- « Aujourd’hui, il est question d’une
affaire bien navrante. Un homme originaire de Camors s’est querellé avec un
officier. Le soldat était ivre et a tiré sur l’autre qui lui cherchait noise.
La balle a éraflé l’épaule de l’officier. Ce n’était pas la première fois que
l’officier s’en prenait à ce soldat-là ; il lui arrivait souvent de lui
faire des histoires, de le menacer de sanctions. A dix heures du soir, Bihouise
était condamné à mort et, à une heure du matin, on l’exécutait : douze
balles dans la peau. A mettre sur le compte de la boisson, une fois de
plus ! Mais, nous pensons cependant tous ici qu’il n’y avait tout de même
pas là de quoi mettre un homme à mort. » (Loeiz Herrieu, Le tournant de la mort)
- François
Bihouise a 36 ans quand commence la guerre ; il est scieur de long à
Camors et célibataire. Le breton est mobilisé au sein du 88e RIT et
se retrouve dans le secteur du Chemin des Dames à partir d’octobre 1914
(Oulches, Vassogne, Oeuilly).
- Le 23
décembre, il est sanctionné de 8 jours de prison par son capitaine pour s’être
enivré (une première punition lui avait été infligé pendant son service
militaire pour le même motif, en 1902).
- François
Bihouise est ensuite affecté comme coiffeur à la Compagnie Hors-Rang de son
régiment, à Blanzy.

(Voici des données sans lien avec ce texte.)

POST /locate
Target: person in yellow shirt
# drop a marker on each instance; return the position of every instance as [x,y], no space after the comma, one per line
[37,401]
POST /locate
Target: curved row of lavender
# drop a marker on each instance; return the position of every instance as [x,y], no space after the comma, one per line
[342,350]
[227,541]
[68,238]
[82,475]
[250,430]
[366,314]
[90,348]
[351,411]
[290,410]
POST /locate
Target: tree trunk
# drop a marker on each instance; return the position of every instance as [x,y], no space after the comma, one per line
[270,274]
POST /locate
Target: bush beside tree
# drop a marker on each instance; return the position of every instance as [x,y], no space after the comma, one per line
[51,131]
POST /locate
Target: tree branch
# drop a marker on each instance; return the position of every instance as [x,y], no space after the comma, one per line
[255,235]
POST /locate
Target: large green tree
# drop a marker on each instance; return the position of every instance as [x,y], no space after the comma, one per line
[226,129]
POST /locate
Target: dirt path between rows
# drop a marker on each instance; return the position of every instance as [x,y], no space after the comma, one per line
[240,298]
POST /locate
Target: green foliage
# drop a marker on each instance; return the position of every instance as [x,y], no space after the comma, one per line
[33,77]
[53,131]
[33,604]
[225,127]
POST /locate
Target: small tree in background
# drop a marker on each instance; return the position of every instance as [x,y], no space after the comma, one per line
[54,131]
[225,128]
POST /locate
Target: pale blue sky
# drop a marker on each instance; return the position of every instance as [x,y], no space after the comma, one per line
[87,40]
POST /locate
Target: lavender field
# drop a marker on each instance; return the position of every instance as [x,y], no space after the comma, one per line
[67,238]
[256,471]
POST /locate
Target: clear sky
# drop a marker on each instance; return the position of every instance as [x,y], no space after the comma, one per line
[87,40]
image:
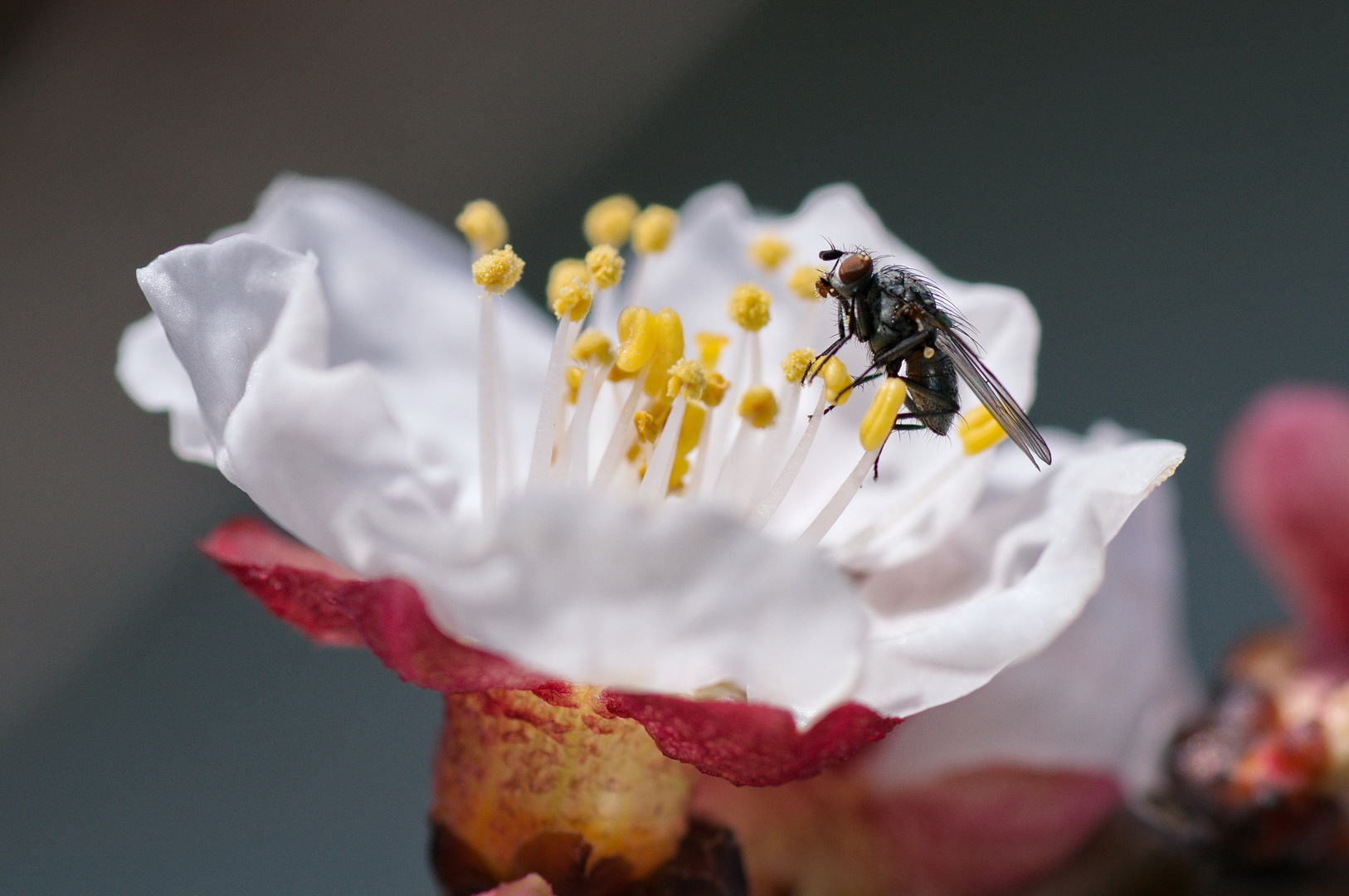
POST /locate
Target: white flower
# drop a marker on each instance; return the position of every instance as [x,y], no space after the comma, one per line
[324,357]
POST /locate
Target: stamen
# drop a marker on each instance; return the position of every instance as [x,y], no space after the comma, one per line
[876,428]
[483,226]
[637,334]
[573,378]
[653,230]
[769,251]
[749,307]
[579,432]
[713,396]
[610,220]
[606,266]
[687,381]
[710,348]
[980,431]
[495,273]
[735,484]
[834,373]
[793,370]
[670,348]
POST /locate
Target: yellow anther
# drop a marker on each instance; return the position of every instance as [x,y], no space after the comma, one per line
[749,307]
[803,280]
[610,220]
[573,382]
[606,265]
[670,348]
[483,226]
[687,375]
[564,271]
[646,426]
[689,432]
[653,228]
[573,299]
[978,431]
[879,417]
[796,363]
[715,389]
[499,270]
[710,348]
[836,382]
[758,407]
[769,251]
[637,339]
[592,347]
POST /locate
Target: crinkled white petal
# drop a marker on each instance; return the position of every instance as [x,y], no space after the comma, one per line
[329,344]
[1107,695]
[607,592]
[1008,579]
[154,378]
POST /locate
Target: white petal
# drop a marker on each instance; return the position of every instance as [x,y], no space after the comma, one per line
[154,378]
[597,590]
[400,297]
[1008,581]
[1107,695]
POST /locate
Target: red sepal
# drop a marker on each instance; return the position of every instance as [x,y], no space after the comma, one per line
[749,744]
[746,744]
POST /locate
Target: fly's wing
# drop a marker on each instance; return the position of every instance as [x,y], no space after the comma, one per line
[993,394]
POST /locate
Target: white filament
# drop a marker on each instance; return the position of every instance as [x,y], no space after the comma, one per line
[489,402]
[549,407]
[773,499]
[657,480]
[624,430]
[838,504]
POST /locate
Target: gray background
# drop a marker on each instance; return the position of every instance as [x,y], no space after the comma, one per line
[1167,183]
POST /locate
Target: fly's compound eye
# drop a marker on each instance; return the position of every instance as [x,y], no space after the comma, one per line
[855,267]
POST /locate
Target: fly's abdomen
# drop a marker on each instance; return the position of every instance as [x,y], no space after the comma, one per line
[934,389]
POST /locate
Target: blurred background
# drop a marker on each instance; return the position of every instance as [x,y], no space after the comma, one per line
[1167,183]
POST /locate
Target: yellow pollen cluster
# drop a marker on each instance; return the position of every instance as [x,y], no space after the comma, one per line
[573,299]
[483,226]
[710,348]
[605,265]
[836,382]
[879,417]
[653,228]
[592,347]
[646,426]
[980,431]
[758,407]
[749,307]
[715,389]
[796,363]
[610,220]
[564,271]
[670,348]
[803,280]
[769,251]
[636,339]
[687,375]
[498,270]
[573,382]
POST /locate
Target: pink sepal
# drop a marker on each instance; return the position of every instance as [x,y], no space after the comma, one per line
[1284,474]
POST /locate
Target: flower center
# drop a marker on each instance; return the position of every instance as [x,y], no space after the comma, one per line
[670,426]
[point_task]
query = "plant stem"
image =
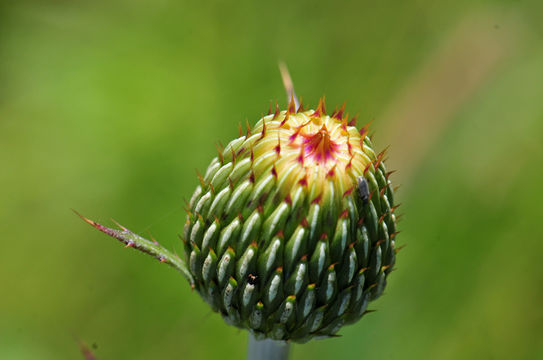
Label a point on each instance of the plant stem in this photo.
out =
(149, 247)
(267, 349)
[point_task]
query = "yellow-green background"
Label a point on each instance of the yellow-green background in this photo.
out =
(109, 107)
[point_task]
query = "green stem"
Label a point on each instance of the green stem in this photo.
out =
(267, 349)
(149, 247)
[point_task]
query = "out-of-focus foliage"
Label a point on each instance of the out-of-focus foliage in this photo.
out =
(109, 107)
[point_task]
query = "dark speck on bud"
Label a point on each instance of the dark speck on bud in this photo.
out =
(363, 189)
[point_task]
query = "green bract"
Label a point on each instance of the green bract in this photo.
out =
(290, 233)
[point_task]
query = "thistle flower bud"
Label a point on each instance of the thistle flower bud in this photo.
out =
(290, 233)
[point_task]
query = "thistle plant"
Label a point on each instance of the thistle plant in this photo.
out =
(291, 231)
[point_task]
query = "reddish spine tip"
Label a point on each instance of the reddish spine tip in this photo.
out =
(353, 121)
(301, 156)
(301, 107)
(263, 133)
(287, 116)
(339, 114)
(331, 172)
(321, 108)
(291, 109)
(248, 128)
(360, 221)
(277, 112)
(274, 171)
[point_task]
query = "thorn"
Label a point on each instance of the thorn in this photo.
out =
(353, 121)
(350, 163)
(321, 108)
(291, 108)
(119, 225)
(220, 151)
(293, 137)
(151, 236)
(288, 199)
(339, 115)
(277, 111)
(301, 157)
(201, 179)
(361, 221)
(394, 234)
(263, 129)
(331, 172)
(248, 127)
(287, 116)
(367, 168)
(301, 107)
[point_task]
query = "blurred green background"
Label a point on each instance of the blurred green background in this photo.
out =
(109, 107)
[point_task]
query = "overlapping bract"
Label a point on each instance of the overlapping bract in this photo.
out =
(291, 231)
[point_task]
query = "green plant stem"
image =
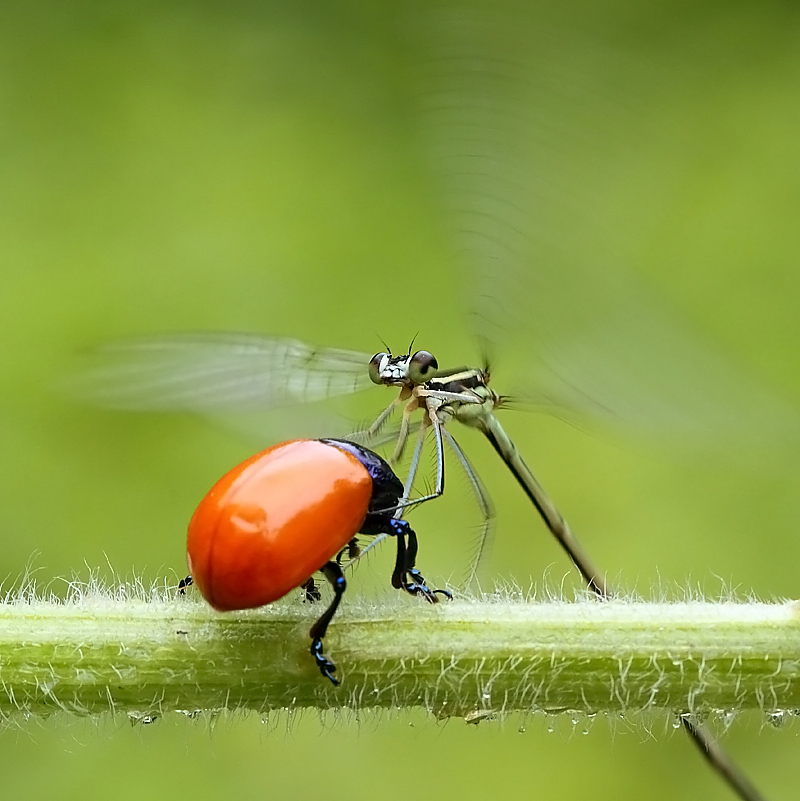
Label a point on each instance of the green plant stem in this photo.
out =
(97, 654)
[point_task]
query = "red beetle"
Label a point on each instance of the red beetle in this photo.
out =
(280, 516)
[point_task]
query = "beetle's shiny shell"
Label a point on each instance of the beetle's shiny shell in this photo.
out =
(271, 522)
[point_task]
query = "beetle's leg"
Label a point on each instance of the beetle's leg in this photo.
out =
(333, 573)
(311, 593)
(406, 576)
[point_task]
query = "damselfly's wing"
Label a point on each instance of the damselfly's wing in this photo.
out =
(216, 372)
(528, 134)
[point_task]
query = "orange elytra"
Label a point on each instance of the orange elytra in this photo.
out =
(282, 515)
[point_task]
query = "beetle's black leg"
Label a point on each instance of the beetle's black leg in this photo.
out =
(333, 573)
(417, 580)
(311, 593)
(405, 575)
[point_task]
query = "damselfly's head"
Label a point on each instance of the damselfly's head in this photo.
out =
(403, 371)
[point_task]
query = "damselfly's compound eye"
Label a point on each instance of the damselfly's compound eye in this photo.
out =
(422, 367)
(376, 365)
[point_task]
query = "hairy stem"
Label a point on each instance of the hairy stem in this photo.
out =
(98, 653)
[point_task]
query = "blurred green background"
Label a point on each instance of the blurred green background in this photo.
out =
(257, 167)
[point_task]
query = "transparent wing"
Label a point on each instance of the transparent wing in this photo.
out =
(216, 372)
(524, 129)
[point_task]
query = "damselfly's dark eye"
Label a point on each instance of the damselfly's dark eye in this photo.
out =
(422, 367)
(376, 365)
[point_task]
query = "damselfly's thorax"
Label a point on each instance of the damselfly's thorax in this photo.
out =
(408, 371)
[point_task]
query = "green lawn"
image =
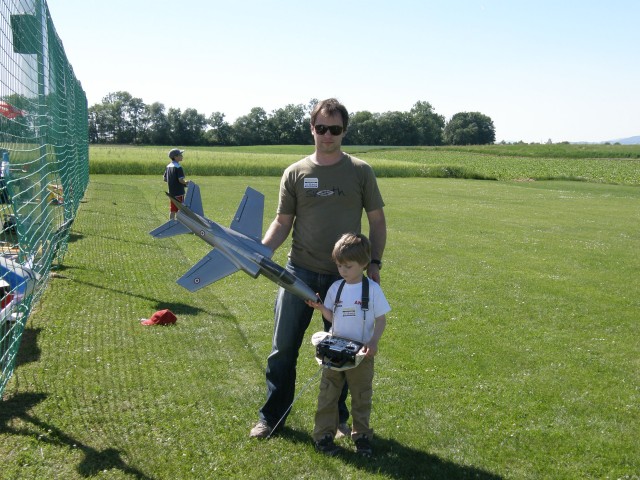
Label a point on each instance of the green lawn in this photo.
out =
(511, 350)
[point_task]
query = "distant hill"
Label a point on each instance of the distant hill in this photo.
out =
(627, 141)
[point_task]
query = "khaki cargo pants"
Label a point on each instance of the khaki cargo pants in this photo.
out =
(360, 381)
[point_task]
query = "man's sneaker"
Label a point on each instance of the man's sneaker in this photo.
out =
(261, 430)
(327, 446)
(363, 446)
(343, 430)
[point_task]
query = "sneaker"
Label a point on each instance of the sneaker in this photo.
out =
(343, 430)
(327, 446)
(261, 430)
(363, 446)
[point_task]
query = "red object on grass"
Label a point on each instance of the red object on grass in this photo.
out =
(161, 317)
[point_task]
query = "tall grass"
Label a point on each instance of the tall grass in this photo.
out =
(511, 350)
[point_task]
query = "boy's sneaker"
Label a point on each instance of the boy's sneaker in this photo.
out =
(343, 430)
(327, 446)
(261, 430)
(363, 446)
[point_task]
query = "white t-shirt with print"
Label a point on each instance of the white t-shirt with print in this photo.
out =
(348, 316)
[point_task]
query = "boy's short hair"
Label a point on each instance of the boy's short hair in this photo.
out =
(330, 107)
(352, 247)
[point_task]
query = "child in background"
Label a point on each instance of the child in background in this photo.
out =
(174, 176)
(352, 254)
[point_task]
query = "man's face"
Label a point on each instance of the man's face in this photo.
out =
(327, 143)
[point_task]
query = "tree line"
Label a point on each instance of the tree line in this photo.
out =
(123, 119)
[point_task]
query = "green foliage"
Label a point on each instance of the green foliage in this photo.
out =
(510, 352)
(498, 162)
(122, 119)
(469, 128)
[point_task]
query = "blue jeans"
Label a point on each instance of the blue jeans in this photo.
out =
(292, 317)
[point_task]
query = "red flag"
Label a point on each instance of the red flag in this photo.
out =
(9, 111)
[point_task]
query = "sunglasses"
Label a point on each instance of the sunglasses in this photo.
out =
(333, 129)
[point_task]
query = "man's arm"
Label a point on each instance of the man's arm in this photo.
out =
(278, 231)
(378, 239)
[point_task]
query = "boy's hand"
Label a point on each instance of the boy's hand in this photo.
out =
(371, 349)
(317, 304)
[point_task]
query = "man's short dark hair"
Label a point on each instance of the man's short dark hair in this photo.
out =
(330, 107)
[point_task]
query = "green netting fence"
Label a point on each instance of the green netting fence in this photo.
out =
(45, 163)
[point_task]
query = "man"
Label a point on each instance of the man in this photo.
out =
(321, 197)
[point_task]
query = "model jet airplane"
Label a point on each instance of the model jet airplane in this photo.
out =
(235, 248)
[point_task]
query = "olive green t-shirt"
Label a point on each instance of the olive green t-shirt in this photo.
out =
(327, 201)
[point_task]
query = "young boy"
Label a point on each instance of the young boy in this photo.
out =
(174, 176)
(352, 254)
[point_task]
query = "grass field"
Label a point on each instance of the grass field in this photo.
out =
(511, 350)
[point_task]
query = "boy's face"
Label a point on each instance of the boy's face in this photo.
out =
(351, 271)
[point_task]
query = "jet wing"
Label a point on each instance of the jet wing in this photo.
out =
(211, 268)
(169, 229)
(248, 217)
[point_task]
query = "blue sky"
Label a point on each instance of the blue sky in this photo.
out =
(563, 70)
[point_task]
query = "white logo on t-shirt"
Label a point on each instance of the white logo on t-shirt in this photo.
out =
(311, 183)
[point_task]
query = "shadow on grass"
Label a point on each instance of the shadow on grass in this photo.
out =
(94, 461)
(29, 350)
(398, 461)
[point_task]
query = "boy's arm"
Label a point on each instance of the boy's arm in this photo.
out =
(326, 313)
(371, 348)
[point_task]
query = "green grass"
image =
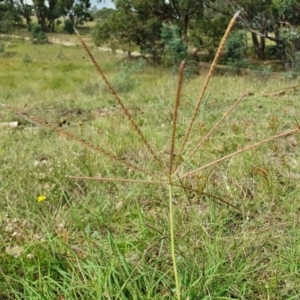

Le 11 mai 1915 au soir, le caporal Intès le réprimande
alors qu’il est ivre et cause « du
scandale » ; le lendemain, le sous-lieutenant Louis Grillet, à
qui on a rapporté les faits, le réprimande, lui interdit de quitter son
cantonnement et lui promet une punition. Après son repas, l’officier est touché
d’une balle à l’épaule gauche alors qu’il sort de sa « popote » (la blessure est légère selon le compte-rendu
médical).
- On arrête
Bihouise en flagrant délit, l’arme dans les mains, en présence de plusieurs
autres personnes. Celui-ci des défend devant les gendarmes en prétendant que
Grillet l’a menacé de mort (sans pouvoir présenter de témoins pour appuyer ses
dires) et qu’il souhaitait faire peur à son supérieur, non le tuer.
- Après une
enquête rapide confirmant les faits et les dires de l’officier, le général (26e
DI) convoque immédiatement un Conseil de guerre spécial présidé par le
commandant Mathieu (34e RI), qui est accompagné par le
sous-lieutenant Lemoine (10e Hussards) et l’adjudant Delandrevie (34e
RI).
- Bihouise est
condamné à mort (il est jugé coupable de meurtre par préméditation à
l’unanimité, avec guet-apens par 2 juges sur 3), ainsi qu’à la dégradation
militaire.
- Dans la nuit
du 12 au 13 mai 1915, François Bihouise est exécuté à Maizy, sur la route de
Glennes, de huit balles (le coup de grâce est nécessaire), devant les troupes
de la division assemblées en armes.
- Il est
enterré aujourd’hui dans la nécropole nationale de Pontavert.